Some negative thoughts on Facebook

No – this is not about money, or stock options or marketing and online advertising budgets. This is actually about friends and networks of friends and how I find Facebook to be a huge challenge at the best of times.

I reserve Facebook for personal contacts – in direct opposition to say LinkedIn where I have all my professional contacts. I shudder at the thought of having someone who I talk government policy with actually seeing me dancing at my birthday party. So on Facebook I tend to be connected with family (yes, my mother also), friends, ex classmates and university friends, some ex work colleagues with whom I’ve become friendly and some online friends (after actually talking to them for quite some time). I still find it amazing how people I went to school with when I was 12 have tracked me down on Facebook.

Now, don’t get me wrong, I used to LOVE Facebook and I didn’t even mind all the annoying applications – I just declined all invitations and that was that. However some very negative thoughts on Facebook have popped into my head these last few days.

Facebook ensures I never clean up my social life
Normally, cleaning up your social life is a natural process. People move on, change jobs, change countries and interests and loose touch with each other. I’m not saying this is a good thing I’m just saying that it happens.

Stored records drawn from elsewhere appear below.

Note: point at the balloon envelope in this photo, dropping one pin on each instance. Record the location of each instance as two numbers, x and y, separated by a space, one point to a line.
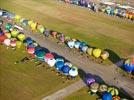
66 69
59 65
107 96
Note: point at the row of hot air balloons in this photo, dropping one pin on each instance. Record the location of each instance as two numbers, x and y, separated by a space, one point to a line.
14 38
129 65
106 92
71 43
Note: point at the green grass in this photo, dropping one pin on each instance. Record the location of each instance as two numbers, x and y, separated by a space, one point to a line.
24 81
81 94
97 29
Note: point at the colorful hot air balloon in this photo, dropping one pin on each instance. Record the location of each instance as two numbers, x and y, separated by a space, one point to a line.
94 87
40 28
89 79
31 50
104 55
14 33
89 51
103 88
1 32
8 35
77 44
21 37
7 42
113 91
18 44
96 53
48 56
40 54
13 42
8 26
66 69
51 62
28 41
59 65
70 44
2 38
106 96
73 71
129 65
116 98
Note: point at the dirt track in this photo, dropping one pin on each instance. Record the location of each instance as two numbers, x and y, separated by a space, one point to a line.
107 73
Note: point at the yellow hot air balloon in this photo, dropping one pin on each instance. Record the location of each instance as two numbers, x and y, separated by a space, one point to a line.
18 44
104 55
90 51
33 26
21 37
96 53
17 18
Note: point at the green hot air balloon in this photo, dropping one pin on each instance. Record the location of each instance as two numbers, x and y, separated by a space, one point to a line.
14 33
8 26
18 44
21 37
40 28
113 91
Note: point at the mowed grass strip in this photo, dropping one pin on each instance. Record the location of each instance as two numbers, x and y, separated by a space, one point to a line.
24 81
96 29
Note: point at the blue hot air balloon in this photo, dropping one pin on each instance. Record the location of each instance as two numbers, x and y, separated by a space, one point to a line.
66 69
59 65
107 96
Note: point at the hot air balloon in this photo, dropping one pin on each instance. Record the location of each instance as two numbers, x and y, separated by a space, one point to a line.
71 44
47 32
40 54
8 26
77 44
25 22
40 28
30 22
96 53
104 55
103 88
1 32
106 96
89 79
73 71
17 18
13 42
113 91
18 44
84 49
68 64
33 26
8 35
59 59
94 87
116 98
31 50
89 51
129 65
28 41
51 62
54 34
48 56
14 33
7 42
59 65
66 69
21 37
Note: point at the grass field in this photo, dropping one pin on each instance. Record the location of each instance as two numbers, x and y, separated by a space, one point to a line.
97 29
24 81
81 94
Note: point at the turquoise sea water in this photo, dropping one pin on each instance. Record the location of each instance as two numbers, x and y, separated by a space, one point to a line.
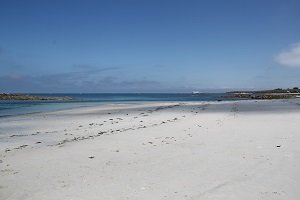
9 108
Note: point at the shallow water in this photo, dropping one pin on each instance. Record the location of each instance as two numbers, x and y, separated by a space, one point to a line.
14 107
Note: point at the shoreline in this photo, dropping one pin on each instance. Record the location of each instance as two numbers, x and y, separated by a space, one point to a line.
207 149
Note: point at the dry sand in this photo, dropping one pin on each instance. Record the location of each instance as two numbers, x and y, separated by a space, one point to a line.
204 150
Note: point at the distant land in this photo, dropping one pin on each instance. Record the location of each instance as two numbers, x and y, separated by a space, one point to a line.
7 96
278 93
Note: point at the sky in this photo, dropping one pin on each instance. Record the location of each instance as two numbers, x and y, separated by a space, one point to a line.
148 45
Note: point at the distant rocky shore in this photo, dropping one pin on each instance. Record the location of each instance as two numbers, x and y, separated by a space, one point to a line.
6 96
265 94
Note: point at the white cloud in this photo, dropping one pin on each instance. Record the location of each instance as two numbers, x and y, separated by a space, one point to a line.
290 57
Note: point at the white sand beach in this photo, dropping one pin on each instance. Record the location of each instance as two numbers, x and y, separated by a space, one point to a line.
189 150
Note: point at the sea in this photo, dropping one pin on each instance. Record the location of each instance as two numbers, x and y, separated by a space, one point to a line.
21 107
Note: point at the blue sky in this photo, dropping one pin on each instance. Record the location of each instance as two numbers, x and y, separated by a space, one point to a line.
148 46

Face it – we never become best friends with all the people we meet, and as we get older this gets worse. We retain some as really good friends and after a few years chance acquaintances just never got transferred from one phonebook to the next. With Facebook – not to mention Plaxo, e-mail address lists etc. they just stay there for ever and ever, a terrible reminder of all the people you ‘know’ yet you have nothing in common with anymore. All you can talk to them about is the past. Isn’t that kinda sad?

Facebook gives me a false sense of contact
Don’t get me wrong. The vast majority on my Facebook friends I really want to hear from. I love seeing their pics and their updates and learning what they are getting on with in life. It’s just that I don’t really talk to them. Especially with being in a different country  – I don’t even see these people when I visit Greece. I only have time for a very limited number apart from my family. But my mind is at rest. At least I see their Facebook update. Isn’t that (also) kinda sad?

Facebook ensures I say nothing at all- while spamming people
OK I refrain from this but I see it in some of my Facebook friends. I guess they want to say “hi I’m still here” when they send out hundreds of ‘funny’ pictures and videos (in e-mail circulation since at least 1995), when they invite me to any group under the sun and when they ask you to add any number of applications. Let me just say this: It’s not real contact. If you can’t think of saying something why do you need to spam everyone? Isn’t that (yet again) kinda sad?

But I still would not change Facebook
I had this thought (immediately followed by ‘there’s clearly something wrong with me’) when I realised that I don’t like Facebook at all. I just like what it enables me to do. I know it’s all kinda sad, I know that I have some sort of psychopathic anxiety about missing out on changes and news, I know that some of the people I still talk to I’d have lot touch with ages ago (actually I had. Yesterday I was talking to someone I haven’t spoken to in 10 years). I even know I should have time to go out and enjoy some coffee with my friends. The reality is I can’t. I live in London – hectic at the best of times – so I see my friends here about once a week. Yet I still want to talk to friends in Greece, the States, Dubai, Singapore etc. etc.

Until I can say ‘Beam me up, Scotty!’ Facebook will have to do.

3 comments to Some negative thoughts on Facebook

  • One of my pet peeves is when people from work ask me to be their friends on facebook when we don't even talk at work. People who give me the fake, uncomfortable, smile when I say 'good morning' to them. If they request and I deny, and request again I ban them. Facebook is really for friends and classmates who I've become friendly with (and a few select people from work).

    LinkedIn follows the same logic. I am not an open networker. I need to know someone to linkup to them, or have interests in their work. The same person who smiles awkwardly when I say hello and ignores me will get the "I don't know"

    As far as spam goes, I like facebook, it's an easy way to reconnect with people, even the people I've lost contact with, but I really dislike all the stupid little apps. I don't mind finding something that I like and adding it to my profile, but I dislike all the stupid little apps that I get from otherwise sensible people :-)

    I see facebook, and linkedin, as my version of Jack Welch's rolodex. All my acquaintances are my acquaintances for a reason. At some point or another we were/are friends and there is inherent trust in that relationship. If they need something they can ask me, and vice versa. Plus, it gives me a peek into their lives, more so than the old-school write-a-letter-mail-it-wait type of method of 10-15 years ago ;-)

  • this "inherent trust in that relationship" I think is the whole point of friendships including those you maintain using social media. This trust is a sort of capital I think – dare I say it, social capital. You maintain relationships with people you have trusted in the past because you believe that they will not betray that trust in the present or the future… an interesting take there.

  • Fantastic website I will defo bookmark this!